FWIW, though DFW is a very big airport, there are no direct flights from Africa that land there. If they ended up in Dallas, they at least stopped somewhere outside Africa before they got there.


I've always traveled through De Gaulle on my way to and from West Africa (used to take Air Afrique, but these days Air France, Ethiopian and Air Maroc all go to Bamako). However, since the patient wasn't symptomatic until they were in Dallas, transits and port-of-entry don't have to worry. There's a large, fairly dense immigrant neighborhood just east of the hospital in question (the IRC does a lot of refugee relocations there), so there may have been exposure in that area.


That would have to be somewhere in Europe.


There are flights from west Africa to both Atlanta and Houston, plus some other cities. United services Nigeria and Ghana out of Houston and Dulles respectively, Delta has some flights to the same cities out of their hubs.

It is most certainly possible to fly from west Africa to the US without transiting a third region.


ITA thinks there are routes from Monrovia to DFW which do not transit Europe. For example there is one via Casablanca and Montreal.


From the article:

"The patient developed symptoms days after returning to Texas from West Africa and was admitted into isolation on Sunday at Texas Health Presbyterian Hospital in Dallas."


Recently traveled, self-admitted to hospital. Bad news.


Why? I thought Ebola wasn't transmissible until symptoms appear.


You're correct. For instance, there's a lot of ill-founded concern around the flight the patient took into the US. The CDC is doing its damnedest to quell fears around it -- the patient wasn't symptomatic until four days after arrival -- but reason isn't always effective at moderating hysteria. The New York Times' headline, for instance, is currently "Airline Passenger With Ebola Is Under Treatment in Dallas," which is downright irresponsible.
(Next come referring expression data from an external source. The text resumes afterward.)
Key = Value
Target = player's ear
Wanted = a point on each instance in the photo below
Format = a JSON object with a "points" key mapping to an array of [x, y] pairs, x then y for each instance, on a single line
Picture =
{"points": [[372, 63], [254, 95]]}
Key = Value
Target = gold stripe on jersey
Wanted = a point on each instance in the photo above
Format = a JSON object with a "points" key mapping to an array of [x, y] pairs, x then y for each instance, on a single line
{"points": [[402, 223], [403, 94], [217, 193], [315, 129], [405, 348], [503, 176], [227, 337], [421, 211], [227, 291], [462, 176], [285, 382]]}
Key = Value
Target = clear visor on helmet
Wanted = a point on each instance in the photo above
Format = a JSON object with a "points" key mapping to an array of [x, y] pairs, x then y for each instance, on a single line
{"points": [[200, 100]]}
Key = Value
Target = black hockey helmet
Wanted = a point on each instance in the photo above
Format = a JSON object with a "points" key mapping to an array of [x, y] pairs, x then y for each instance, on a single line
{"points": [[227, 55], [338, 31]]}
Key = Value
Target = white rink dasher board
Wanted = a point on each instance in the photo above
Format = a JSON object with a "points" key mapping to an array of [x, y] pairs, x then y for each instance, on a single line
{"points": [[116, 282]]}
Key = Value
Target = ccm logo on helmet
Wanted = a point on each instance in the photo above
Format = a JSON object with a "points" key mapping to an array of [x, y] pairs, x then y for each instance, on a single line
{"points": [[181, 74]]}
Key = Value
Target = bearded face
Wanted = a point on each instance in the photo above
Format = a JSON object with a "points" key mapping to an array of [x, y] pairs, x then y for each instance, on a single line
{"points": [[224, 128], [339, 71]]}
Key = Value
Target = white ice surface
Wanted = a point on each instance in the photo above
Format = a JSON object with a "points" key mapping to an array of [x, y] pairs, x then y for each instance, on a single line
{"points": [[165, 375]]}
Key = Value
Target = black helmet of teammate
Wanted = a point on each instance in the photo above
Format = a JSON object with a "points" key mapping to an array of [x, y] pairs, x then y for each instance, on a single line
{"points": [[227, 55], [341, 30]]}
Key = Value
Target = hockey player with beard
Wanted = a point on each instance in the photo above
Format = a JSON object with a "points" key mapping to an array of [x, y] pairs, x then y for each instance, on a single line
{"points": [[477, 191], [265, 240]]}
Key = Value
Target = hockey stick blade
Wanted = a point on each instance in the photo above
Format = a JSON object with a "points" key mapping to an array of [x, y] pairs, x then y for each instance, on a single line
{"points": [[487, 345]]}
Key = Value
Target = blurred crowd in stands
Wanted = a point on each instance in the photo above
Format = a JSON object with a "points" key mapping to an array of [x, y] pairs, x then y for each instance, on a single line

As for "bad news," the patient self-referred to the hospital, Ebola was not suspected, and the patient was initially sent home to recover. (S)he returned once conditions worsened and was then diagnosed with Ebola.

Specifically, the patient arrived in the US on the 20th, became ill on the 24th, visited the hospital on the 26th, and was admitted on the 28th. Which means that Dallas had someone symptomatic in its midst for four days, which is rather unfortunate.